Ibu, Ayah dan para warga senang karena kini Zoya sudah mulai bangkit dari keterpurukannya dan depresinya akibat kejadian naas yang menimpa Zoya. Satu tahun lamanya Zoya depresi seperti orang yang terkena gangguan jiwa, bahkan melihat Ayahnya saja ia menjadi histeris. Anak-anaklah yang membuat Zoya bangkit kembali dan lama-lama berangsur pulih dan bisa berinteraksi lagi dengan orang sekitar meski masih sedikit waspada jika bertemu pria yang baru dikenalnya atau asing baginya.

“Alhamdulillah, Zoya sudah semakin bersemangat lagi yah, Bu,” ucap Bu Mirna pada Ibu.

“Iya, Bu. Alhamdulillah, saya bersyukur sekali mereka menjadi obat mujarab bagi kesembuhan Zoya meski dia sampai sekarang masih waspada pada pria tak dikenalnya. Semoga saja suatu hari nanti Zoya bisa sembuh total dan mau membina rumah tangga dengan pria baik yang mau menerimanya yang tanpa mahkota itu,” doa ibu.

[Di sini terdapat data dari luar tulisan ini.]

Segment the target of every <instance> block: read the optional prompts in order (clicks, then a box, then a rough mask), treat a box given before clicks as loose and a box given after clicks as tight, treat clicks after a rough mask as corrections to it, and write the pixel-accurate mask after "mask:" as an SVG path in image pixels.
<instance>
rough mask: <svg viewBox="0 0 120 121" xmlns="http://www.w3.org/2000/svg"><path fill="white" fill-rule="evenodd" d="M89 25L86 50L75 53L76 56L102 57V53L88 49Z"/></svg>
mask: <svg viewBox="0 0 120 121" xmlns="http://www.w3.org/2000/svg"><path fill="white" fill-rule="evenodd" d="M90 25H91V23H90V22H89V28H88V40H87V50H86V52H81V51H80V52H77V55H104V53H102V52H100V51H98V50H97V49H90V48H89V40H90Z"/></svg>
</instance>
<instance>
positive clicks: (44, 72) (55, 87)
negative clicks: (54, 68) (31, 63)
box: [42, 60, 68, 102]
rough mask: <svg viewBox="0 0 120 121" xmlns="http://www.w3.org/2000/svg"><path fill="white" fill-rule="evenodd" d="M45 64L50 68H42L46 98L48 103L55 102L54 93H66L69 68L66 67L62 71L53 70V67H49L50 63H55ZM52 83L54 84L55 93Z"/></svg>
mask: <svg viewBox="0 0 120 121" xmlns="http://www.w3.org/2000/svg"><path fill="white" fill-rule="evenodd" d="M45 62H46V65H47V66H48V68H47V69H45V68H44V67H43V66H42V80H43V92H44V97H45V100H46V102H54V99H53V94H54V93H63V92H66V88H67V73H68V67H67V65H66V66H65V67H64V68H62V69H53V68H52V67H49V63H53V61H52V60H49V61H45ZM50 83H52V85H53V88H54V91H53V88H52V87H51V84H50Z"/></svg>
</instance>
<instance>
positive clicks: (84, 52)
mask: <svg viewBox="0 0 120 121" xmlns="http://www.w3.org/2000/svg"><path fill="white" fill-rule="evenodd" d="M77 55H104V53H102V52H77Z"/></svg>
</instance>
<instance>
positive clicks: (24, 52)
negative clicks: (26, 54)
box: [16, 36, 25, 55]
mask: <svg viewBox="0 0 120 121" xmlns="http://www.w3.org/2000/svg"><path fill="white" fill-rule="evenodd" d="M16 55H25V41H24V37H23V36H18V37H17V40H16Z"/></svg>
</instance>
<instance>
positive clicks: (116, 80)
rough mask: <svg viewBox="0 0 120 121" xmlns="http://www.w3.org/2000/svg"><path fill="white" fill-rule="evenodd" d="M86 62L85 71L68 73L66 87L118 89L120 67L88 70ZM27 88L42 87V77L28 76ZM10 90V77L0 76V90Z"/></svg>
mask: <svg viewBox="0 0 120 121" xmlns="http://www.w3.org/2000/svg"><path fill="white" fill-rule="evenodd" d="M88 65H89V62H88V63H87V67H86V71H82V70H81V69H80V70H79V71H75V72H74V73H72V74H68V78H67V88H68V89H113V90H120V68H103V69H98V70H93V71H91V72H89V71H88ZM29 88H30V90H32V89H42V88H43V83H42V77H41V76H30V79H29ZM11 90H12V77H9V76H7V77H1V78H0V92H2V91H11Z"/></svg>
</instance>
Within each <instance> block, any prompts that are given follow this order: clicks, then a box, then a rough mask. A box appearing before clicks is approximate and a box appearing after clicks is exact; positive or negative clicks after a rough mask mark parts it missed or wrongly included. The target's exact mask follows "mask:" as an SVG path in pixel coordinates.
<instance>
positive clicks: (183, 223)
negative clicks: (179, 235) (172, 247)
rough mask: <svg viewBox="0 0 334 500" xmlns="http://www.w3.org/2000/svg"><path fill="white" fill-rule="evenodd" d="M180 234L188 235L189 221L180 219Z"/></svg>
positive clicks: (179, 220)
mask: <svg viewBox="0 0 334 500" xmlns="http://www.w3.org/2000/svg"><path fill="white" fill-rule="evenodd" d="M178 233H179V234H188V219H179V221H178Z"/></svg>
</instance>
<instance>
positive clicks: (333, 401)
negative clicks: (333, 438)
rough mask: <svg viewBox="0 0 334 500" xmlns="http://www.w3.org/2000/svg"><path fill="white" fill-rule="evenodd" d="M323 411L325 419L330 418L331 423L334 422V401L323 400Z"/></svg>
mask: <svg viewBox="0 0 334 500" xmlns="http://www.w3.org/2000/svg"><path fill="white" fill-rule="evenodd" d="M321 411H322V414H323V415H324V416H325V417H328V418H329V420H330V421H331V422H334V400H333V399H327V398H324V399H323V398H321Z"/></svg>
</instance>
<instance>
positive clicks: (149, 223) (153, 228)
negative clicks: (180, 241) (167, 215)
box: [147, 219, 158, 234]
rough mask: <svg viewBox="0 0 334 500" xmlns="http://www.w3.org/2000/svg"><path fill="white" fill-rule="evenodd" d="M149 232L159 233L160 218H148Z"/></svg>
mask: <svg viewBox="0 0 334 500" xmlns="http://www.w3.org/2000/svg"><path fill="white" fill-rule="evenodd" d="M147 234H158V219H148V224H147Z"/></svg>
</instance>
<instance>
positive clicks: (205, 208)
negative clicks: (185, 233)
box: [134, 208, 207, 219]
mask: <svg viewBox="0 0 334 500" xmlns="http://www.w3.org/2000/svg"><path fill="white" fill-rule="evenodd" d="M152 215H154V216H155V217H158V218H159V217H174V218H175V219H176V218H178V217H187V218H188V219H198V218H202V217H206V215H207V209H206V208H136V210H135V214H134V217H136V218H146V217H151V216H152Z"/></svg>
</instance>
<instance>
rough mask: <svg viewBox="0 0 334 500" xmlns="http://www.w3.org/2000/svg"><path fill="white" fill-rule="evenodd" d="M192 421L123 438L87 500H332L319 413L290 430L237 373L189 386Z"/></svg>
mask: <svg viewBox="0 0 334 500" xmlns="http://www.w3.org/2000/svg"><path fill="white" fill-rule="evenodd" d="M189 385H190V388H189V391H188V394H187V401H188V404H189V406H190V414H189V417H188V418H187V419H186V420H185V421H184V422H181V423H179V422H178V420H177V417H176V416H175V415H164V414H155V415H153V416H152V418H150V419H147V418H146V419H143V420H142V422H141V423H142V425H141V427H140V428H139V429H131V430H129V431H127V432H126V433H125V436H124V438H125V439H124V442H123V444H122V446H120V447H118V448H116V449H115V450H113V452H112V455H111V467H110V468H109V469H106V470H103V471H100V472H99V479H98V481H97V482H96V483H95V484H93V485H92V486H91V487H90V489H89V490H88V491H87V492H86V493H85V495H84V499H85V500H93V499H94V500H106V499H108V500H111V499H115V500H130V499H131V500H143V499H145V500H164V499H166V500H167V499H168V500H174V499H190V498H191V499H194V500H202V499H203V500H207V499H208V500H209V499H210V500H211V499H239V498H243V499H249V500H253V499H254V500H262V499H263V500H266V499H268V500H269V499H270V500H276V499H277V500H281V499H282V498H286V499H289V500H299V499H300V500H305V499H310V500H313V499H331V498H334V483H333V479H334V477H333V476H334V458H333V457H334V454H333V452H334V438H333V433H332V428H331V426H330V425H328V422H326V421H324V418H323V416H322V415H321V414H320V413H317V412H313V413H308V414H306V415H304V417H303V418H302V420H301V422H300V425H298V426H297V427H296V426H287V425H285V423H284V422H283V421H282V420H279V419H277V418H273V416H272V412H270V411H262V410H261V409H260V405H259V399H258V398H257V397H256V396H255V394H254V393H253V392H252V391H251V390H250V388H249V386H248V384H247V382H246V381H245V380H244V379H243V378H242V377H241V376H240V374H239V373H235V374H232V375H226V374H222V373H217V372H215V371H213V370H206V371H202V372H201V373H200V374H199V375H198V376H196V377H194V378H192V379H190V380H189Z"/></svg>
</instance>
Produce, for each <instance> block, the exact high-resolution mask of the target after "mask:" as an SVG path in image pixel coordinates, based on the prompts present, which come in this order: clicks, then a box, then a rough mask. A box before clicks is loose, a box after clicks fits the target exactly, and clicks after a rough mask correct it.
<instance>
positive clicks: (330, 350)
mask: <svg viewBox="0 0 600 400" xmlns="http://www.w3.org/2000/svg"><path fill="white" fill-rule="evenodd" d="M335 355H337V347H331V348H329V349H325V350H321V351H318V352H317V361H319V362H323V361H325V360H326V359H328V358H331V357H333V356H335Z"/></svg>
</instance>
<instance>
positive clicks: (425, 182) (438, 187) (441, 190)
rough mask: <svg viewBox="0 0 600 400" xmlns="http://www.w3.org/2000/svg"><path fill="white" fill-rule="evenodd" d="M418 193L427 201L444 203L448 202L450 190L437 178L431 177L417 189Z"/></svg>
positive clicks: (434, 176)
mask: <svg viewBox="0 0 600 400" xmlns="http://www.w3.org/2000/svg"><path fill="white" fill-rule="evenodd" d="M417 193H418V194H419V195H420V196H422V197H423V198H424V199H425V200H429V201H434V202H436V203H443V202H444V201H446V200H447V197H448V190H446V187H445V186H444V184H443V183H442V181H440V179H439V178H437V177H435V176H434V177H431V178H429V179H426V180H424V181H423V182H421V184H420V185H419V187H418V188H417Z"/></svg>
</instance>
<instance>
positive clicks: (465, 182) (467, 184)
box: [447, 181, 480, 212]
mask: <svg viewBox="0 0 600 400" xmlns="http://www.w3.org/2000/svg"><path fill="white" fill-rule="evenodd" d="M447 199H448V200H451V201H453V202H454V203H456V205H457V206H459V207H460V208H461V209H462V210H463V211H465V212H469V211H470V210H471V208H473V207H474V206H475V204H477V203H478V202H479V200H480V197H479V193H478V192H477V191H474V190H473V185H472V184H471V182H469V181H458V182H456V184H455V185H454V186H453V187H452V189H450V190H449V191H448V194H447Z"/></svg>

“Amiin. Allah sudah menyiapkan pria itu, Bu. Tinggal waktunya saja yang belum tahu kapan pria baik itu datang menjemput Zoya dengan keikhlasannya.” Bu Mirna mengaminkan doa Ibu, mereka berharap suatu hari nanti akan ada pria yang sudi meminangnya yang tanpa mahkota itu.

Azan isa berkumandang, mereka menunaikan ibadah salat isa bersama. Jika biasanya anak-anak akan salat dengan ribut dan saling bercanda, beda halnya dengan anak didik Zoya yang begitu tertib salatnya tanpa bersuara dan tanpa bercanda. Zoya memang malaikat bagi para orang tua yang memiliki anak yang sulit diatur untuk melaksanakan kewajibannya, tapi dalam hati gadis cantik itu ia menganggap dirinya malaikat yang tak bermahkota.

Episode 02 > Mimpi yang sama

“Tidak, jangan, aku mohon jangan, lepaskan aku,” teriakan Zoya di sepertiga malam membuat Ayah dan Ibu terbangun dan membangunkan dirinya yang bersimbah peluh.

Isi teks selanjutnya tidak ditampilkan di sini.